The floors we scrubbed by hand with Murphy's floor cleaner, and they seem to be OK.

Don't I know it. My father and I did an abatement in my aunt's house when she quit smoking just before her first fight with breast cancer. We got it all, and the house was fine...nothing nearly as persistent and nasty as this. But when the walls are a dingy semi-tan white rectangles on them from where a wall hanging was for 25 years, you know you're in for fun.

We can only hope. Not just for the welfare of those of us who can't handle being around smokers (I have a minor deficiency in my immune system where I cannot remotely tolerate vegetation smoke such as tobacco or burning autumn leaves), but for the health and well-being of those who are killing themselves one drag at a time.

Exactly why we bought this house. We're not in it to make money off the tenants' rent, but to have their rent cover our mortage and expenses of ownership while we build equity.
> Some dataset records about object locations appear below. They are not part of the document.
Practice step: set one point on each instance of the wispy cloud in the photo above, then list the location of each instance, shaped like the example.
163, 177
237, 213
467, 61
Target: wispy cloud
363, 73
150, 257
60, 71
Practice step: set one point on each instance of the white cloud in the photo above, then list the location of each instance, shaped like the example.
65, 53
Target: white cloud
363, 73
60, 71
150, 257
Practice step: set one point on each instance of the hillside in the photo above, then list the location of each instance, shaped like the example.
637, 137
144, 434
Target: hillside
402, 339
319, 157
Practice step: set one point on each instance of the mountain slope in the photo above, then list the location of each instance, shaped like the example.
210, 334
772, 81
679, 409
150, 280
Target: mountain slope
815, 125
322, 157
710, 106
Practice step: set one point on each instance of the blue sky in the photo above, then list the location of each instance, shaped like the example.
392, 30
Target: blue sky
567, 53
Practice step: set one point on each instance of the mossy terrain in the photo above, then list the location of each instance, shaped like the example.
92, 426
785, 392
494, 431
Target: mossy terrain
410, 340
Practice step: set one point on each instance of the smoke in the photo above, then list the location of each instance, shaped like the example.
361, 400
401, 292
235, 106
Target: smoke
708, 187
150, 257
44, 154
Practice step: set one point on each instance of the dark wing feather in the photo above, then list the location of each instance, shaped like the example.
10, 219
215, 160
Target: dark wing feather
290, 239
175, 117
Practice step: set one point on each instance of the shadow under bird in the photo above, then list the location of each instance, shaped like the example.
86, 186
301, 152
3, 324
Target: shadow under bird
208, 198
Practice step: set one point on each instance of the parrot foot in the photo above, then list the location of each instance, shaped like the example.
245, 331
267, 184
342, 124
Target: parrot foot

And while you cannot legally turn down a tenant who is a smoker, you can put a clause in the lease that prohibits smoking of any kind inside the house by either the tenants or visitors.

Reply to
Kyle

Bingo. The husband told us the smell gets worse when the AC kicks in, so we're tracking down the source in the HVAC.

BTW, part of the sensitivy stems from the fact that the wife is pregnant. The hormones have ramped her odor sensitivity into low-earth orbit.